Introduction: Inappropriate benzodiazepines (BZD) and z-drugs use in older populations is associated with a variety of sociodemographic and health-related factors. Recent studies reported that inappropriate BZD and z-drugs use is associated with increased age, female gender, and severe negative psychological (e.g. depression) and somatic (e.g. chronic disease) factors. The current study explores the sociodemographic and health-related factors associated with inappropriate BZD and z-drugs use in older people. Methods: We conducted a cross-sectional survey among randomly selected patients of one health insurance (“AOK North-West”) with BZD and z-drugs prescriptions in the past 12 months. The sample was stratified by appropriateness to German prescription guidelines (yes vs. no) and age (50-65 vs. >65 years).
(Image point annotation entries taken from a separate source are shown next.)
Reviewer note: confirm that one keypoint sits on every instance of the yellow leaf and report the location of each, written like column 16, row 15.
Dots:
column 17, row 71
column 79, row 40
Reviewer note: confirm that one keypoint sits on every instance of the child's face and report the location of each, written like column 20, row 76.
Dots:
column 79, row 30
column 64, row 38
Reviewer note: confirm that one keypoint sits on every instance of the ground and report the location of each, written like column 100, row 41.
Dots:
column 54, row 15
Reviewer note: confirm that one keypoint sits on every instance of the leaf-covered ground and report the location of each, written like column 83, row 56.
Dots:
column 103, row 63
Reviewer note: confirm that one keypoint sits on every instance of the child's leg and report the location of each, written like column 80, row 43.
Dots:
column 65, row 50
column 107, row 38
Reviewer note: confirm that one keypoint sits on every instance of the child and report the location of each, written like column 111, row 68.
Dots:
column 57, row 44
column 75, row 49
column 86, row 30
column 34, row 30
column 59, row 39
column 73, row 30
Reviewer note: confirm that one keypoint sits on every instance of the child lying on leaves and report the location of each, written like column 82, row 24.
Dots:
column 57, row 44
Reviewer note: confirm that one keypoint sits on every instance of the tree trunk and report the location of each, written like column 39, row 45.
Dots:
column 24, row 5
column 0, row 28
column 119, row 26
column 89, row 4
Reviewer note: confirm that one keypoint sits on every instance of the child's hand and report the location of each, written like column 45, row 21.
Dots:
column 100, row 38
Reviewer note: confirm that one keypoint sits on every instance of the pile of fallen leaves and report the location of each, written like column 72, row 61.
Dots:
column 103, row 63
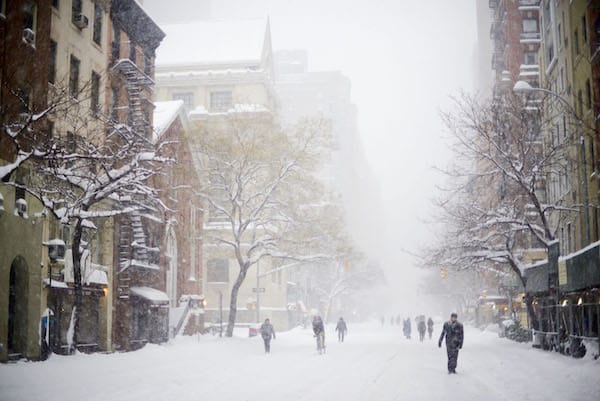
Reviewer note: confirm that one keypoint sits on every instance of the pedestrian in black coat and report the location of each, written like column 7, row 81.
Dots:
column 454, row 333
column 341, row 328
column 267, row 332
column 430, row 327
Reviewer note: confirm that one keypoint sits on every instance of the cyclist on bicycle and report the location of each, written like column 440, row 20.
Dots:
column 319, row 330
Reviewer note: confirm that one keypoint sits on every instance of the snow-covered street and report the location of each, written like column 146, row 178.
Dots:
column 373, row 364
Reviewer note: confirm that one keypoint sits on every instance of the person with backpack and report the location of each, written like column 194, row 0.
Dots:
column 454, row 334
column 267, row 332
column 430, row 327
column 341, row 328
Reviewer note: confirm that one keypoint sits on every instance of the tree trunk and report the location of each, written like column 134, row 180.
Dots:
column 233, row 301
column 77, row 281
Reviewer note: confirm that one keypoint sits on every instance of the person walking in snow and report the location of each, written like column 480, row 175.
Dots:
column 430, row 327
column 454, row 333
column 267, row 332
column 341, row 328
column 421, row 327
column 407, row 329
column 319, row 330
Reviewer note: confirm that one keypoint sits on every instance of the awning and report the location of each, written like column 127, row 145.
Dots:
column 153, row 295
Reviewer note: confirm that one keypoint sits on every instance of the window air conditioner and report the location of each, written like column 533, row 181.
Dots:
column 29, row 36
column 21, row 208
column 80, row 21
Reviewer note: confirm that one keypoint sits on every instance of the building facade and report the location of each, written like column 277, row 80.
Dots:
column 226, row 76
column 24, row 55
column 141, row 306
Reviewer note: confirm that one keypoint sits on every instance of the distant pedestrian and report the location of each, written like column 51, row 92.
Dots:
column 454, row 333
column 421, row 327
column 407, row 328
column 341, row 328
column 267, row 332
column 319, row 331
column 430, row 327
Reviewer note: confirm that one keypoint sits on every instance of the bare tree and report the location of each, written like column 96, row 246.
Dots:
column 258, row 178
column 497, row 204
column 93, row 168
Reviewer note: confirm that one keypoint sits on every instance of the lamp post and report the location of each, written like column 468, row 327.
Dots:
column 524, row 87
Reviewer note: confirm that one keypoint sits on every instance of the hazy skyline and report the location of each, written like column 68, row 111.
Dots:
column 404, row 59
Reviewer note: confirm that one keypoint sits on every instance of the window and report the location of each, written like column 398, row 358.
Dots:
column 95, row 95
column 116, row 45
column 530, row 25
column 550, row 53
column 50, row 129
column 187, row 97
column 221, row 100
column 25, row 99
column 217, row 271
column 530, row 58
column 97, row 35
column 132, row 50
column 561, row 80
column 76, row 9
column 148, row 64
column 114, row 112
column 588, row 94
column 569, row 238
column 52, row 69
column 74, row 76
column 29, row 15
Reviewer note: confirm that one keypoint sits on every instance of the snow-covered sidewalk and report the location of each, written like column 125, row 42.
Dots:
column 373, row 364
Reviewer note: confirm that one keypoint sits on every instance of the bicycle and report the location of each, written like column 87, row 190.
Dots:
column 320, row 342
To examine the association of selected sociodemographic and psychological variables (e.g. sex, employment status, quality of life, depression) with inappropriate use a binary logistic regression analysis was conducted. Results: In total, data of 340 patients were analyzed. The mean age was 72.1 (SD=14.5) years, and the most commonly used substances were zopiclon (38.1%), oxazepam (18.1%), and lorazepam (13.8%). The mean defined daily dose (DDD) was 0.73 (SD=0.47). Insomnia was the main reason for prescribing BZD and z-drugs. Inappropriate use of BZD and z-drugs is significantly associated with unemployment (OR=2.9, 95%-CI: 1.2-7.1) and general problematic medication use (OR=0.5, 95%-CI: 0.2-1.0).
Discussion: Unemployment status and problematic medication use have a significant association with potentially inappropriate prescription of BZD and z-drugs. Divergent patterns of prescription might harbor problematic patterns of BZD and z-drugs use. The causal connection between the identified factors and problematic BZD and z-drugs prescription is not released in this paper.
Conclusion: The employment status and possible evidence of inadequate drug use may be a warning signal for the prescriber of BZD and z-drugs.